Witten, a Humanitarian Award winner, says the perks are only an added benefit of the real gift, which is being noticed among peers and coaches. He’s one of the many proponents that offseason grit and perseverance should be worth something.

“More than the award, you appreciate being honored among your teammates,” Witten says. “That’s what it takes to be a good football team. You’ve got to work hard. For our offseason program to acknowledge that, I’m appreciative for it.”

If nothing else, Woicik’s offseason program provides a motivational benefit and incentive to

- bringing the right attitude,
- working hard and
- building companionship while
- preparing for a new season.

Woicik’s award program worked prior to the Cowboys’ most recent Super Bowl season 17 years ago. A new crop of Cowboys believe it can work again.

“We had a great offseason, and I give Coach Woicik and his staff a lot of credit,” Witten says. “Hopefully, it’ll pay off for us. I think it did.”

cowchips
09-12-2012, 11:08 AM
In the case of Sean Lee, the difference in muscle definition between when Woicik first got here and now is hard to miss. In fact, the team as a whole is noticeably stronger and displays greater stamina. Good to see.

DrP
09-12-2012, 11:10 AM
I think we expected to see some improvement in the trenches and maybe some conditioning improvement is lots of area.

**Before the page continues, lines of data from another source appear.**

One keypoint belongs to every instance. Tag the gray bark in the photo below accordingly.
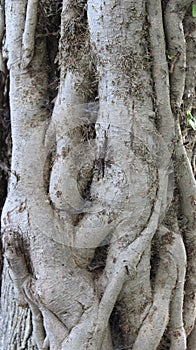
(91, 225)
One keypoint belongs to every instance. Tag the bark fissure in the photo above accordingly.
(96, 171)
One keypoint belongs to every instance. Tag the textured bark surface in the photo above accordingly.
(98, 226)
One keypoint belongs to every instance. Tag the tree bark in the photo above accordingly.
(98, 227)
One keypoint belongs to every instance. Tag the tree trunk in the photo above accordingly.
(98, 227)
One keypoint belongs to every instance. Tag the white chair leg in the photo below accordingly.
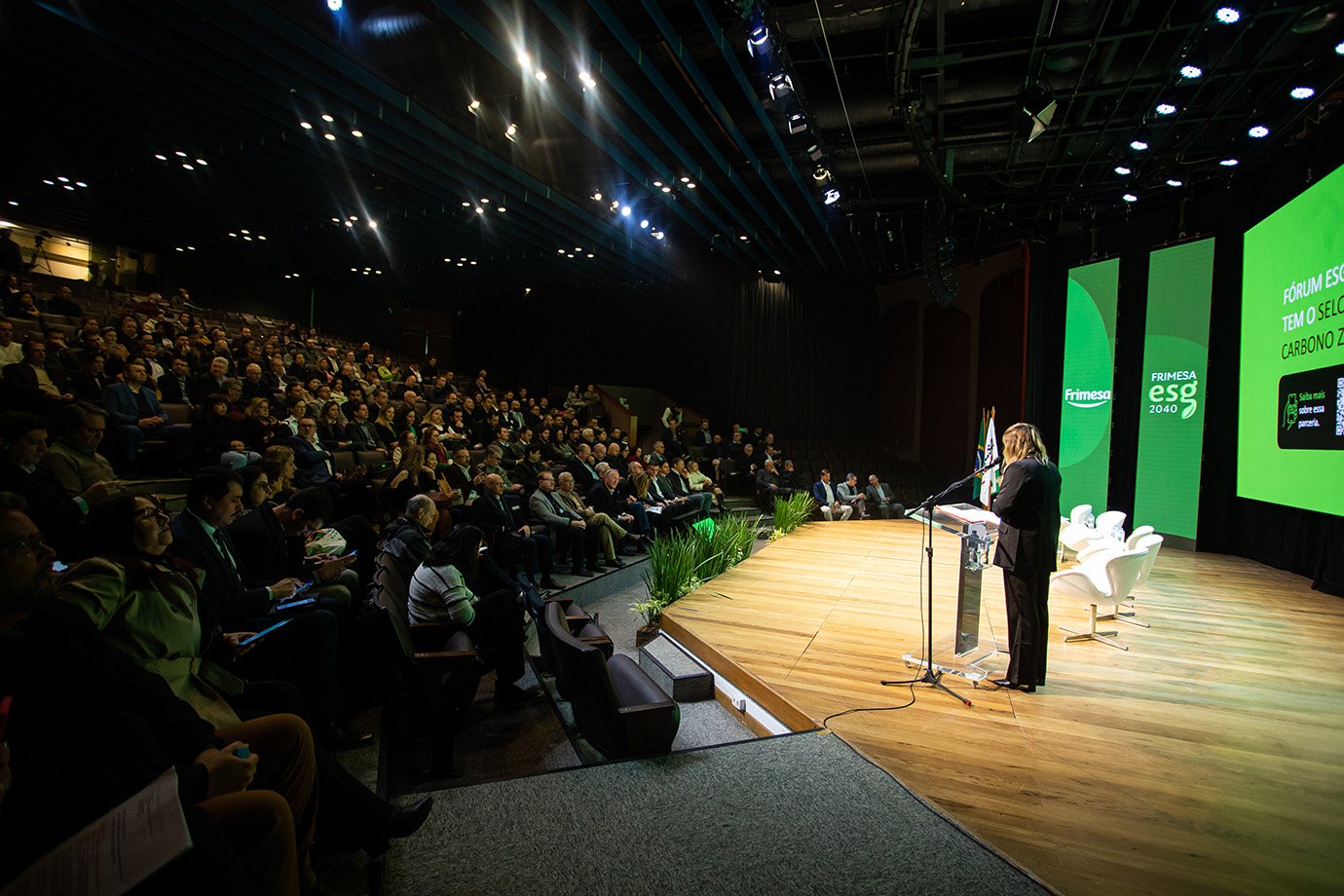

I love the LEADERSHIP and TEAMWORK aspects of Woicik. This is where championships, not just champions, are made

DrP
09-13-2012, 04:15 PM
http://www.nfl.com/videos/nfl-super-bowl/09000d5d806670db/Sabol-s-shot-Mike-Woicik

Bushido
09-13-2012, 05:40 PM
The right guys.
The right staff.
The right way.
Our return to glory is right around the corner.

pheyevoh
09-13-2012, 10:21 PM
Is it just me, or does even Romo look lighter and stronger?

Bushido
09-13-2012, 11:24 PM
Is it just me, or does even Romo look lighter and stronger?

I don't know about being lighter but the strength of his focus has increased.

DrP
09-14-2012, 08:58 AM
The right guys.
The right staff.
The right way.
Our return to glory is right around the corner.